WASHINGTON — "Will somebody please beat the New York Yankees?"
You can hear it in the bleachers all across America, in the dugouts and front offices, almost everywhere except, of course, the Bronx.
The Yankees have won three World Series in a row, another in 1996, and over the past five years their post-season record is 46-15. That's a .754 winning percentage. They've been so dominant, swept so many teams, they make the playoffs boring.
"Everybody is extremely sick of the Yankees," says Will George, a scout for the Colorado Rockies. "You dislike them, you root against them. But deep down, it's envy. They don't just have talented guys, they have the guys who do the little things every night to help you win."
Well, guess what? When the playoffs begin next week, the Yankees will once again be the team to beat.
The American League may be fielding its most impressive group of playoff teams in recent memory, and the Yankees may be hampered by injuries, but the graying men in pinstripes seem most likely to prevail. Then they should crush whoever happens to emerge from the very average National League.
The Seattle Mariners have certainly dominated the regular season, and they could win the most games in AL history, but they're a team "built for the long haul, not the playoffs," says an American League coach. That means they lack the top three starting pitchers who can match up with the Yankees top arms: Roger Clemens, Mike Mussina, and Andy Pettite.
The Mariners will probably use a rotation of Freddy Garcia, Jamie Moyer, and Aaron Sele, who are a combined 0-3 in the post-season, with an earned-run average over 5. Clemens, Mussina, and Pettite are 11-6 with an ERA under 4.
The Mariners do, however, bring Ichiro Suzuki, their star right fielder, to the table, part of a potent lineup. With tremendous base-running skills and a rocket arm, Ichiro could be invaluable in a tight playoff game, in which the result could be determined by an extra base here or a drag bunt there.
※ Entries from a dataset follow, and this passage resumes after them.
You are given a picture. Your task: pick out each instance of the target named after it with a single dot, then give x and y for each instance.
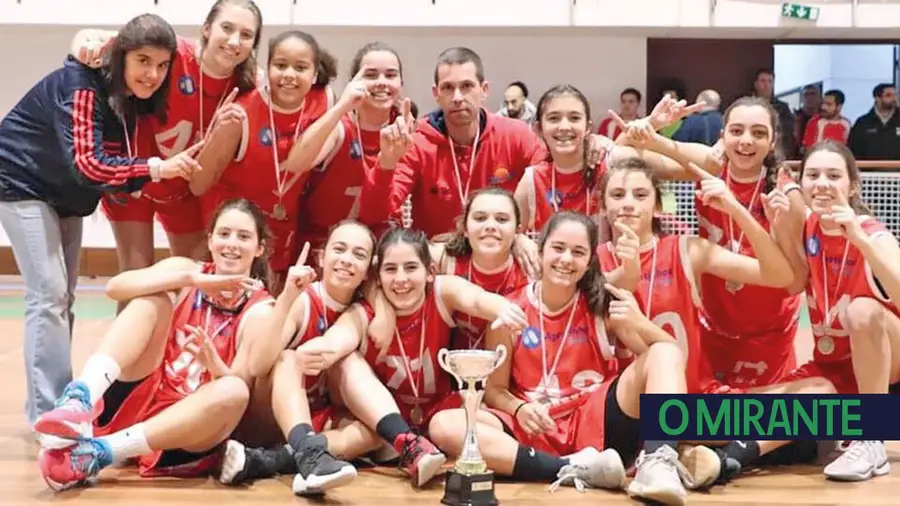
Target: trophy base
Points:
(469, 489)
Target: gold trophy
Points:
(470, 483)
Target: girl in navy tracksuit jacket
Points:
(66, 141)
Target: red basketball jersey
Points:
(192, 101)
(253, 175)
(333, 187)
(551, 190)
(726, 304)
(413, 358)
(320, 313)
(182, 372)
(470, 330)
(577, 361)
(838, 273)
(667, 293)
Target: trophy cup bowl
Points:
(470, 483)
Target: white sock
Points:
(98, 374)
(127, 443)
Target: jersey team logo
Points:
(531, 338)
(554, 198)
(500, 175)
(186, 85)
(265, 137)
(812, 246)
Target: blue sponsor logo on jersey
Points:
(531, 338)
(265, 136)
(186, 85)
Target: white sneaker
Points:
(592, 468)
(862, 460)
(660, 477)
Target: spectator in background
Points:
(516, 104)
(810, 104)
(828, 124)
(876, 135)
(764, 87)
(675, 89)
(704, 127)
(629, 102)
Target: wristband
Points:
(153, 164)
(516, 412)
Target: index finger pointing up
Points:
(301, 260)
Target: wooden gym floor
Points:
(21, 483)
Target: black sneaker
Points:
(242, 465)
(318, 470)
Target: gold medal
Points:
(279, 212)
(733, 286)
(825, 345)
(415, 416)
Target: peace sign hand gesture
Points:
(182, 165)
(669, 111)
(201, 346)
(355, 92)
(299, 276)
(843, 215)
(397, 138)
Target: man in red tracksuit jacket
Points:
(454, 151)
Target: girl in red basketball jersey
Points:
(203, 74)
(669, 267)
(852, 282)
(665, 269)
(481, 251)
(300, 403)
(343, 145)
(562, 395)
(396, 391)
(744, 348)
(248, 157)
(565, 180)
(169, 381)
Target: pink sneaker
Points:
(73, 417)
(66, 468)
(419, 456)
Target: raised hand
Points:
(843, 215)
(299, 276)
(668, 111)
(397, 138)
(182, 165)
(638, 133)
(624, 309)
(93, 50)
(775, 206)
(201, 346)
(356, 91)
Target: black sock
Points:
(652, 446)
(745, 452)
(391, 426)
(299, 434)
(534, 465)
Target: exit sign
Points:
(799, 11)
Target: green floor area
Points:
(97, 306)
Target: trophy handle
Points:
(442, 361)
(501, 356)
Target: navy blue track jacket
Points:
(61, 143)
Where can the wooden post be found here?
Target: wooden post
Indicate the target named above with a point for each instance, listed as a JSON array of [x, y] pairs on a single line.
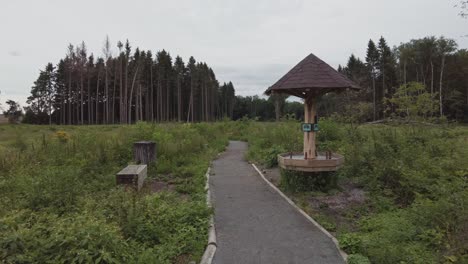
[[144, 152], [309, 137], [132, 175]]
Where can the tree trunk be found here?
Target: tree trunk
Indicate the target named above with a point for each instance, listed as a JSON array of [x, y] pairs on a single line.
[[113, 96], [81, 97], [151, 101], [440, 86], [106, 95], [97, 97], [374, 101], [432, 78], [129, 118], [179, 100], [89, 99]]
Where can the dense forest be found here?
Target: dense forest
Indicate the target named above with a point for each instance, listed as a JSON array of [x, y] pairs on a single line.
[[430, 73], [132, 86], [425, 78]]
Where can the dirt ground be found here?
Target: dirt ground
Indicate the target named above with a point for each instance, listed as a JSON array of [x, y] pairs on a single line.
[[334, 210]]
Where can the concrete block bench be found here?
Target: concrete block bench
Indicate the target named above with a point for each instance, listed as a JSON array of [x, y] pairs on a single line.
[[132, 175]]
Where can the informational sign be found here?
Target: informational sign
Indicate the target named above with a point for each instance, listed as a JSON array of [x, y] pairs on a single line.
[[306, 127]]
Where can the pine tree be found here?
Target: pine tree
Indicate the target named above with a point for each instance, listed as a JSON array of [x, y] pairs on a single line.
[[372, 59]]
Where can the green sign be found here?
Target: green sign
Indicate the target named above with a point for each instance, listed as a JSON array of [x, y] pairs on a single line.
[[307, 127]]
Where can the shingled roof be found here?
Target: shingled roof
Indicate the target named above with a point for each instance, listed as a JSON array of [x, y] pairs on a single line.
[[311, 76]]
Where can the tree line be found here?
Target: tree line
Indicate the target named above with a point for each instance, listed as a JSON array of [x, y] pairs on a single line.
[[134, 85], [436, 63]]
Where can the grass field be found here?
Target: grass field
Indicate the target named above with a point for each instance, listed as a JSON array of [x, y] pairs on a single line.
[[59, 199], [60, 203]]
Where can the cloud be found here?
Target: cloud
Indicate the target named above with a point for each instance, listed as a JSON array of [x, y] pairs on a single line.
[[14, 53]]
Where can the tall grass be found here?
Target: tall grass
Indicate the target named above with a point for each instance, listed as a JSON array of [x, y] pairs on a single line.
[[60, 203]]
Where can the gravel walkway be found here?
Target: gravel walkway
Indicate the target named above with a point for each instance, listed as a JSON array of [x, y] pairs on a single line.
[[254, 224]]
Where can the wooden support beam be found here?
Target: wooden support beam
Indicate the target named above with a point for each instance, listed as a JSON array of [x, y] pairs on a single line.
[[309, 137]]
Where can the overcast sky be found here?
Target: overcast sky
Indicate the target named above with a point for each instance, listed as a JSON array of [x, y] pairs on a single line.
[[249, 42]]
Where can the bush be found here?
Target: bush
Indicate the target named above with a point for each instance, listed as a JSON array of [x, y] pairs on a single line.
[[297, 181]]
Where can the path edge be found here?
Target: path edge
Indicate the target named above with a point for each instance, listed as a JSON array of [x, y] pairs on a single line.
[[211, 246], [308, 217]]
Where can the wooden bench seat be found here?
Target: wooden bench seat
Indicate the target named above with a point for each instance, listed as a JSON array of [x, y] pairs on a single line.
[[133, 175]]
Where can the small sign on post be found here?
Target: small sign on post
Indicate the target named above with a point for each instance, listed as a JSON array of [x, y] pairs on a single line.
[[306, 127], [315, 128]]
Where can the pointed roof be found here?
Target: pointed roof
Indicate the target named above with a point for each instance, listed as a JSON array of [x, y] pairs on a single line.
[[311, 76]]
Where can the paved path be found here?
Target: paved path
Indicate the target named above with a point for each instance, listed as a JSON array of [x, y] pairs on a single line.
[[254, 224]]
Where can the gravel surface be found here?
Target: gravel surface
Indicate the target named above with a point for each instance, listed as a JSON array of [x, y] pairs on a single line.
[[254, 224]]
But Seattle is struggling with injuries to the left side of its infield, and the bottom line is this: It is untested in big playoff games.
Another team to watch for is the Oakland Athletics. They started the season in an 8-18 skid and were on the brink of dismantling their team (or at least dealing slugger Jason Giambi) before the trading deadline. Instead, they added right-fielder Jermaine Dye, and since June 27 have the best record in baseball, 62-20. Again, the issue for the A's is starting pitching. Their top three - Mark Mulder, Tim Hudson, and Barry Zito - have been inconsistent; only Zito has emerged as a late-season ace.
If Oakland is to make a playoff run, it will have to gallop through the Yankees, who will have home-field advantage in the best-of-five series. To win, however, the A's will have to rely on their bats - always a dicey proposition in the playoffs.
To counter, the Yanks will need the return of hitters Paul O'Neill and Chuck Knoblauch, along with pitcher Pettite, closer Mariano Rivera, and No. 4 starter Orlando Hernandez - all of whom have been struggling with nagging injuries.
Meanwhile, few baseball people see any team from the National League making a serious run at the three AL powers. In this, the age of offense, most of the hardest-hitting teams are in the AL.
"The AL has been an offensive league since they got the designated hitter" in 1973, says George, the Colorado Rockies scout. "And baseball has emerged now as an offensive sport."
In the East, the Atlanta Braves are struggling to hold off the Philadelphia Phillies. In the West, the Arizona Diamondbacks have a slim lead over the San Francisco Giants. Houston and St. Louis, in the Central Division, were in a close battle, but the runner-up should make the playoffs as a wild card.
Perhaps the most tantalizing of the group is the Diamondbacks, who feature two 21-game winners, Randy Johnson and Curt Schilling, as well as emerging slugger Luis Gonzalez. "Those two [pitchers] from Arizona will be tough, and can give any team problems," says Dana Brown, a scout for the Pittsburgh Pirates. "But the real question is, 'Who's their third and fourth guy?' There's a big drop-off."
If the Yankees do win it all, it will be historic - a feat that in the past has only been equaled by, well, the Yankees. They won five world championships in a row from 1949 to '53, and won four straight from '36 to '39. Doing it now would be even more impressive, partially because of free agency, which stirs up the talent pool every year and allows middle-of-the-road teams to quickly upgrade if they have enough cash.
"It's much tougher to keep a team together today," says Ken Hirdt of the Alias Sports Bureau, which keeps statistics for Major League Baseball. "Back then, you could keep talent for life. What the Yankees have done is incredible."